The root of literacy is language. Language is something that we all teach to our own children, without even doing anything special! A baby’s brain is hardwired to learn language, and they pick this up naturally through listening to others speak. Babies listen to language from the time they are in the womb, especially from their mothers. From week 30 of pregnancy on, babies are capable of hearing their mothers speak and forging brain connections that will be the foundation of their language abilities for life. New research, according to this Washington Post article (While in womb, babies begin learning language from their mothers | UW News (washington.edu)), has shown that newborn infants could distinguish between vowel sounds from their mother’s spoken language and a foreign one.

This proves that babies are literally born ready to learn! It’s truly incredible when you think about it. Talking to a newborn is one of the best things that you can do. I know that when my daughter was a newborn, hearing my voice calmed her immediately. She spent a few days in the NICU at birth, and I’ll never forget being wheeled in to meet her for the first time. I could hear her crying as I approached, and I hadn’t even touched her yet, but I started talking to her and she immediately calmed down and turned to look at me. The power of a mother’s soothing voice to her own baby is truly amazing. For a newborn, it may be one of the only familiar and comforting sounds to them.

As babies grow, language remains a crucial connection. Everything that your baby will learn comes through language. Did you know that language is closely linked to later reading and writing skills? This is the connection between language and early literacy skills. According to the early childhood foundation Zero to Three, early experiences with language and literacy are what create effective communicators (How to Promote Early Language and Literacy • ZERO TO THREE).

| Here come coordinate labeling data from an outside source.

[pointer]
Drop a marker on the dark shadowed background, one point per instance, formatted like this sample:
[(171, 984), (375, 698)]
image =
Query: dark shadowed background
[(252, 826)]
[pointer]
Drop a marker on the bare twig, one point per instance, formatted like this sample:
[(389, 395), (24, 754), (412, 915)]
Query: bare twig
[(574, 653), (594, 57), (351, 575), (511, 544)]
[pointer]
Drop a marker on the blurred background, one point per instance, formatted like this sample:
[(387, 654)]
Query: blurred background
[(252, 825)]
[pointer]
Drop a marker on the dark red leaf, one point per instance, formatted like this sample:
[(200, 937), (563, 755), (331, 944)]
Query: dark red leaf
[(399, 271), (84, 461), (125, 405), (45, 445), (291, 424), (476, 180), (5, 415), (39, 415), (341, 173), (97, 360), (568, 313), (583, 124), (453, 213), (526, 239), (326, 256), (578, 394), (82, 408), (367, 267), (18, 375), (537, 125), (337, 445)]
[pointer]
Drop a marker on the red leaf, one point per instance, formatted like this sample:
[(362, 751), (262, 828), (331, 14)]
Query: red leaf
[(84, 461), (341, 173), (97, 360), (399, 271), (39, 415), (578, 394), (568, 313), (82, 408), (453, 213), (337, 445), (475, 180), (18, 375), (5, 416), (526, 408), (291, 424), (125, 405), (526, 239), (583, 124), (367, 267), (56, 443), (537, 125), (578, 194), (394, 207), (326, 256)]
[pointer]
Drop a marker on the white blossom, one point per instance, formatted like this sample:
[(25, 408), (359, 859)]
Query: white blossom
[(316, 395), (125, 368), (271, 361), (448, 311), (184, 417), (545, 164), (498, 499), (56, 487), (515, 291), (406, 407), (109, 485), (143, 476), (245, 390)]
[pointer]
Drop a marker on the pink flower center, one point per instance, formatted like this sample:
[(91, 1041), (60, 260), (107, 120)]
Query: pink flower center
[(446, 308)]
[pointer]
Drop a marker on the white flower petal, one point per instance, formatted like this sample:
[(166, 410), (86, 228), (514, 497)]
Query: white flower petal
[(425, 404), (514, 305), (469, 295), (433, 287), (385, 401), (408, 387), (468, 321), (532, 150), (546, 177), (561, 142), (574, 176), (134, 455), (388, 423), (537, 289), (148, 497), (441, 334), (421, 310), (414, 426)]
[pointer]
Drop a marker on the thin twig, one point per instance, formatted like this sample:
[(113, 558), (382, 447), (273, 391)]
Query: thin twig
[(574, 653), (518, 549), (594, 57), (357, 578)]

These experiences include singing, listening to stories, reading books, and talking with caregivers and others (like siblings). Luckily these experiences are all very natural to come by! The key components to all early literacy experiences are simple: exposure to language and books. Long before your child can read, they can enjoy having books read to them. Books are an amazing support for building early literacy! It’s never too early to start reading to your infant.

Babies younger than twelve weeks respond very well to high-contrast images in books. My baby absolutely loved this set of small, crinkle fabric books with high-contrast images. These books are great because they engage the youngest infants three different ways: through visual stimulation (the high-contrast images), auditory stimulation (listening to a caregiver identify what’s on each page), and physical stimulation (allowing the infant to touch and explore the crinkly book with hands or mouth).

Older babies will be able to engage more intentionally with books by pointing at pictures, or even turning pages themselves. As babies grow, so does their attention span, but don’t worry if your baby can’t sit through a whole book. It’s completely normal for babies and toddlers to sit and listen to a page or two, get up and do something else, and then revisit the book. All that matters is that they have the opportunity to engage with books whenever and however they want to! Yes, this does mean that chewing on books counts as early literacy exposure. These Indestructible books are great for babies who are mostly interested in mouthing or tearing their books. My daughter loves hers! Whenever I see her starting to mouth or tear one of her normal books, I redirect her to an Indestructible one. Now that she’s one, I find that she chews on her books less and less. 

Always remember that you, as your baby’s caregiver, are the most important aspect of developing your child’s literacy skills. The connection between a child and their closest caregivers is what allows for babies to learn language (Learning to Read the World: Literacy in the First 3 Years • ZERO TO THREE). Books are a great tool, but you can help your baby grow just through everyday talking! Narrate your baby’s experiences. This can be as simple as telling them what you are doing as you change their diaper, or talking in the car and explaining where you are and where you are going. You provide your child with new experiences and talking provides them with the language to identify new objects and describe their own experiences in the future. Isn’t it amazing to know that everything your child experiences, no matter how small and simple it may seem, is a huge learning opportunity for them?